Ibu Guru berjilbab rapi tampak bersemangat di depan kelas sedang mendidik
murid-muridnya dalam pendidikan Syari'at Islam. Di tangan kirinya ada kapur, di
tangan kanannya ada penghapus. Ibu Guru berkata, "Saya punya permainan. Caranya
begini, di tangan kiri saya ada kapur, di tangan kanan ada penghapus. Jika saya
angkat kapur ini, maka berserulah "Kapur!", jika saya angkat penghapus ini, maka
berserulah "Penghapus!" Murid muridnya pun mengerti dan mengikuti. Ibu Guru
mengangkat silih berganti antara tangan kanan dan tangan kirinya, kian lama kian
cepat.
Beberapa saat kemudian sang guru kembali berkata, "Baik sekarang
perhatikan. Jika saya angkat kapur, maka berserulah "Penghapus!", jika saya
angkat penghapus, maka katakanlah "Kapur!". Dan permainan diulang kembali. Maka
pada mulanya murid-murid itu keliru dan kikuk, dan sangat sukar untuk
mengubahnya. Namun lambat laun, mereka sudah biasa dan tidak lagi kikuk. Selang
beberapa saat, permainan berhenti. Sang guru tersenyum kepada
murid-muridnya.
"Anak-anak, begitulah ummat Islam. Awalnya kalian jelas
dapat membedakan yang haq itu haq, yang bathil itu bathil.
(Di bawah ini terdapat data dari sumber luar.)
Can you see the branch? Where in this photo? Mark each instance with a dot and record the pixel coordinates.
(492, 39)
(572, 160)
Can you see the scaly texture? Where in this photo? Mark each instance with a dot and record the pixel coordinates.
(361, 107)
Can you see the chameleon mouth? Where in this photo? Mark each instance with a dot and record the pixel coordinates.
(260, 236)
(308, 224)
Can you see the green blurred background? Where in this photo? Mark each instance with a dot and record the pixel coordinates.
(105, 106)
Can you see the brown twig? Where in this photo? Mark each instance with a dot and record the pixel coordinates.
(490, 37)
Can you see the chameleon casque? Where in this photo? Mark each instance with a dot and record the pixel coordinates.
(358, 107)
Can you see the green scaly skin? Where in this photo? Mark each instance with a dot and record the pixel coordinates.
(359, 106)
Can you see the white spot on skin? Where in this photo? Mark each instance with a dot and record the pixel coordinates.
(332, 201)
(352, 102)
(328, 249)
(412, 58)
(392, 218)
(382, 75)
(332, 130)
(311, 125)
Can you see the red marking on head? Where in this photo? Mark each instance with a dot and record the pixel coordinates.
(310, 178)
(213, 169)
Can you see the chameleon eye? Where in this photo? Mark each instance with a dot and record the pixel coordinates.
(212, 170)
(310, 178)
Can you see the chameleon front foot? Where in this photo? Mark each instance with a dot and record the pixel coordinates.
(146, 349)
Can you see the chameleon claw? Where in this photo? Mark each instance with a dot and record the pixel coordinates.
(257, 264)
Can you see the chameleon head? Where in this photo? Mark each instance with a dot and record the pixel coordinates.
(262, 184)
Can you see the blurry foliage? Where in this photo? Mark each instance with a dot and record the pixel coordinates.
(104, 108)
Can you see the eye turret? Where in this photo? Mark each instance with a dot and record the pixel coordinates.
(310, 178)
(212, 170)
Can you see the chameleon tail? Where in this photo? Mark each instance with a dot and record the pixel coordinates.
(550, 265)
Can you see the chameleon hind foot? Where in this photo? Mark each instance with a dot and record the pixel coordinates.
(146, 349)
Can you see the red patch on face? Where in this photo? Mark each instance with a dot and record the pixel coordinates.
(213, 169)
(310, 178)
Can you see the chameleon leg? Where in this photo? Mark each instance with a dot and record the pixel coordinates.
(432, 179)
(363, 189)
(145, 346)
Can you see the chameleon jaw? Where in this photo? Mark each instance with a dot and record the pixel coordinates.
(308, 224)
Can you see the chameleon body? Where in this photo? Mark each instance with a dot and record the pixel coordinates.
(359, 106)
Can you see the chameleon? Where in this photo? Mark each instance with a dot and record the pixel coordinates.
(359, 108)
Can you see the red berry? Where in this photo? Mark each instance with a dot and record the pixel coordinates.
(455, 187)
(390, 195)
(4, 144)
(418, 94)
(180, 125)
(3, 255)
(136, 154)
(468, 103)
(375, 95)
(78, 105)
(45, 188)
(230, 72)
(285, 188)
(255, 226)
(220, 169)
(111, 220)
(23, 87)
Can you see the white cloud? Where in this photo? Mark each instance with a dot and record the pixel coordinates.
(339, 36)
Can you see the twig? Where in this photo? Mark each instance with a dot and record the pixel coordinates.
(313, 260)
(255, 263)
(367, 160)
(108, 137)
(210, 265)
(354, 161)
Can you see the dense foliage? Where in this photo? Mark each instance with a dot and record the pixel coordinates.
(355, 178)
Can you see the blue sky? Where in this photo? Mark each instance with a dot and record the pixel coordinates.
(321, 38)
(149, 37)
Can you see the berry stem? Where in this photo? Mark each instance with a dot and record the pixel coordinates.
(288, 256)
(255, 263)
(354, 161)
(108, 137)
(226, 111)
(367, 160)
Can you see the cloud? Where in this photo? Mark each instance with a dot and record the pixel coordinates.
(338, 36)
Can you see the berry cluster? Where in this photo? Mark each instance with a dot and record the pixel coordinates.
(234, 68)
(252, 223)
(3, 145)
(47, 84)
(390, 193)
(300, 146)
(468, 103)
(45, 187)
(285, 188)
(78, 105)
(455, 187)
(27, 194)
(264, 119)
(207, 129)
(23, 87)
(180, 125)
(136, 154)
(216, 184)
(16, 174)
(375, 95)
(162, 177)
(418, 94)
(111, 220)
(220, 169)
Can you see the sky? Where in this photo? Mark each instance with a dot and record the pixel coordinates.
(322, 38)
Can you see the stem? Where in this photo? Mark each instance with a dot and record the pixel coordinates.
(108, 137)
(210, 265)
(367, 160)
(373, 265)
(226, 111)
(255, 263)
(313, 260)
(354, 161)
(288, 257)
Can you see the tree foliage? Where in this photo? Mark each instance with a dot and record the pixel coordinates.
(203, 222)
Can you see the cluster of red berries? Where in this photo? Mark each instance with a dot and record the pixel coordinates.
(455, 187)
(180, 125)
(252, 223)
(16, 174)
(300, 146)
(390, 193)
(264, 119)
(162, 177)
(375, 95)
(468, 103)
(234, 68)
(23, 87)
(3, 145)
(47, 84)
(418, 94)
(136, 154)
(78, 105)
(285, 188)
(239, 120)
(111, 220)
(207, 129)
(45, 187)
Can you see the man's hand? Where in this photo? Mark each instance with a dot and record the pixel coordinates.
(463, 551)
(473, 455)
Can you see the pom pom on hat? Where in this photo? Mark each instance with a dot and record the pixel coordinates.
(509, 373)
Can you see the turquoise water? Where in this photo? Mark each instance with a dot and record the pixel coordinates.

Namun kemudian, musuh
musuh ummat Islam berupaya melalui berbagai cara, untuk menukarkan yang haq itu
menjadi bathil, dan sebaliknya.
Pertama-tama mungkin akan sukar bagi
kalian menerima hal tersebut, tetapi karena terus disosialisasikan dengan
cara-cara menarik oleh mereka, akhirnya lambat laun kalian terbiasa dengan hal
itu. Dan kalian mulai dapat mengikutinya. Musuh-musuh kalian tidak pernah
berhenti membalik dan menukar nilai dan etika."
"Keluar berduaan,
berkasih-kasihan tidak lagi sesuatu yang pelik, zina tidak lagi jadi persoalan,
pakaian seksi menjadi hal yang lumrah, sex sebelum nikah menjadi suatu hiburan
dan trend, materialistik kini menjadi suatu gaya hidup, korupsi menjadi
kebanggaan dan lain lain. Semuanya sudah terbalik. Dan tanpa disedari, kalian
sedikit demi sedikit menerimanya. Paham?" tanya Guru kepada murid-muridnya.
"Paham Bu Guru"
"Baik permainan kedua," Ibu Guru melanjutkan. "Bu Guru
ada Qur'an, Bu Guru akan meletakkannya di tengah karpet. Quran itu "dijaga"
sekelilingnya oleh ummat yang dimisalkan karpet. Sekarang anak-anak berdiri di
luar karpet. Permainannya adalah, bagaimana caranya mengambil Qur'an yang ada di
tengah dan ditukar dengan buku lain, tanpa memijak karpet?" Murid-muridnya
berpikir. Ada yang mencoba alternatif dengan tongkat, dan lain-lain, tetapi tak
ada yang berhasil.
Akhirnya Sang Guru memberikan jalan keluar,
digulungnya karpet, dan ia ambil Qur'an ditukarnya dengan buku filsafat
materialisme. Ia memenuhi syarat, tidak memijak karpet. "Murid-murid, begitulah
ummat Islam dan musuh-musuhnya. Musuh-musuh Islam tidak akan memijak-mijak
kalian dengan terang-terangan. Karena tentu kalian akan menolaknya
mentah-mentah. Orang biasapun tak akan rela kalau Islam dihina dihadapan mereka.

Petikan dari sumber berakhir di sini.